The general idea of an error handling framework is sound, extremely appealing, and I found it well explained in the documentation. I like the concept very much and agree with many of the design decisions taken throughout. Specifically, constraining the error type to be the fixed std::error_code (or equivalent) and providing a wide accessor interface. [snip] I don't consider expected
a particularly needed part of the library; the focus should be on result<T> and outcome<T>, the two classes that represent the error handling philosophy on which the library is built.
FYI about half my potential user base want to set type E to their own type, and see setting E to error_code as highly retrograde because it loses type safety enforcement of disparate error code domains. It's why I implemented Expected. It doubles my potential user base easily.
I do not agree with the direction things have taken of providing a multitude of result classes instead of a single one. Components that are intended to be used in interfaces should provide one, carefully designed option, which encourages what the designer deems best practices.

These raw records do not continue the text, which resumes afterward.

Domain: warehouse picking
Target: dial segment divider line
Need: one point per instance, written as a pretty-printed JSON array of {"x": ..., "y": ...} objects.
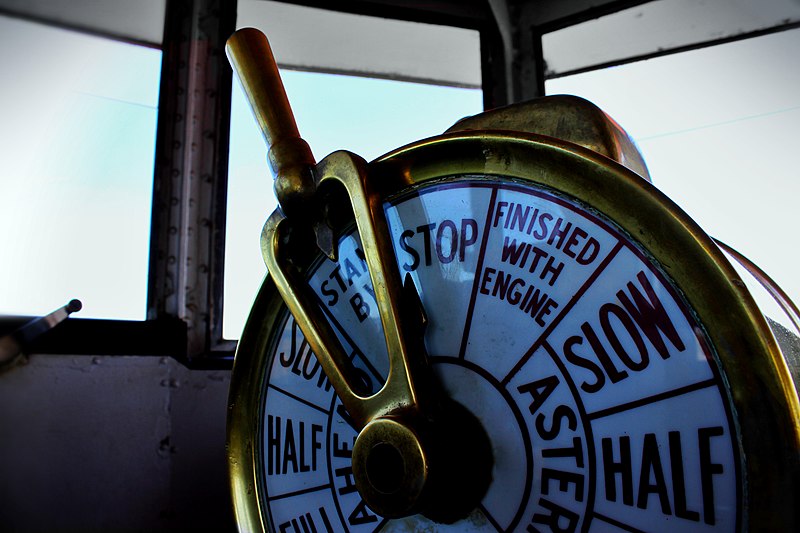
[
  {"x": 358, "y": 351},
  {"x": 587, "y": 431},
  {"x": 616, "y": 523},
  {"x": 478, "y": 268},
  {"x": 299, "y": 399},
  {"x": 489, "y": 517},
  {"x": 567, "y": 308},
  {"x": 332, "y": 484},
  {"x": 300, "y": 492},
  {"x": 666, "y": 395}
]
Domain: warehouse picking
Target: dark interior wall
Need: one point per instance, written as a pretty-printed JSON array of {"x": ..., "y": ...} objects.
[{"x": 99, "y": 443}]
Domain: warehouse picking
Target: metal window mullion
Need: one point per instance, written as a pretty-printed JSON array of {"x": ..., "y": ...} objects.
[{"x": 189, "y": 206}]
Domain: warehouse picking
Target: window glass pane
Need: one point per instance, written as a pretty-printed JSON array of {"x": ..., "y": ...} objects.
[
  {"x": 77, "y": 143},
  {"x": 719, "y": 128},
  {"x": 364, "y": 115}
]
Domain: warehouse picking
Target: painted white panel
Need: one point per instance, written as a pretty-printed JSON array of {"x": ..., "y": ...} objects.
[
  {"x": 142, "y": 20},
  {"x": 316, "y": 39},
  {"x": 658, "y": 26}
]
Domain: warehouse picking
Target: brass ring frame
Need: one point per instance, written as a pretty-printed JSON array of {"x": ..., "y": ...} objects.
[{"x": 763, "y": 396}]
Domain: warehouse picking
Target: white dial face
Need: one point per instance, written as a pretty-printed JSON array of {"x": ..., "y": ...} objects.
[{"x": 603, "y": 403}]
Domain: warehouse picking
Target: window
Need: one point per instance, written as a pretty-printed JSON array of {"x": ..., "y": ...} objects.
[
  {"x": 719, "y": 128},
  {"x": 77, "y": 145}
]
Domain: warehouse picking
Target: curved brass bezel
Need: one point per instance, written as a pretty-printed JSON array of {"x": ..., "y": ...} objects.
[{"x": 763, "y": 396}]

As we have discussed, I prefer a competitive environment of alternatives. But if Vicente and I can come to agreement on naming of wide vs narrow observers, then we will only have: - result<T> and outcome<T> - without empty state - optional_result<T> and optional_outcome<T> - with empty state
The idea here, assuming that we shoot for standard acceptance at some point, is to provide std::result<T> and have APIs return it, not provide a bag of options and let everyone pick its own thing. (They already do that today and we're not better for it.)
I would recommend against standardising result<T> and outcome<T> in the strongest terms. Expected is the right design for the STL, not Outcome. I hope for SG14 to include Outcome in their standards quality collection of recommended libraries for low latency users, but in the non-standards-track category.

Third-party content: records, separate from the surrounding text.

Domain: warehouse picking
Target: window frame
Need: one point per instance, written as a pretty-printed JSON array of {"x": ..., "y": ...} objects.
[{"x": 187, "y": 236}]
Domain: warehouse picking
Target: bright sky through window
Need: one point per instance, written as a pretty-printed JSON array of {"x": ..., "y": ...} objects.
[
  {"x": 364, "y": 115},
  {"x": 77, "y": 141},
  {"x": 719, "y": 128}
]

I would separate things a bit further here, attaching the additional information not to a separate error_code_extended class, but to result<> itself. That is, result<>::error() would return std::error_code, and I'd provide a separate accessor, result<>::error_info(), say, that would return the ring buffer entry associated with this result<>. This for me provides a cleaner separation between the basic result<> functionality, and the extended one, although this is a matter of taste.
I would also support chaining result<>s by storing the index of the parent ring buffer entry in the current ring buffer entry. This is a straightforward and very useful extension.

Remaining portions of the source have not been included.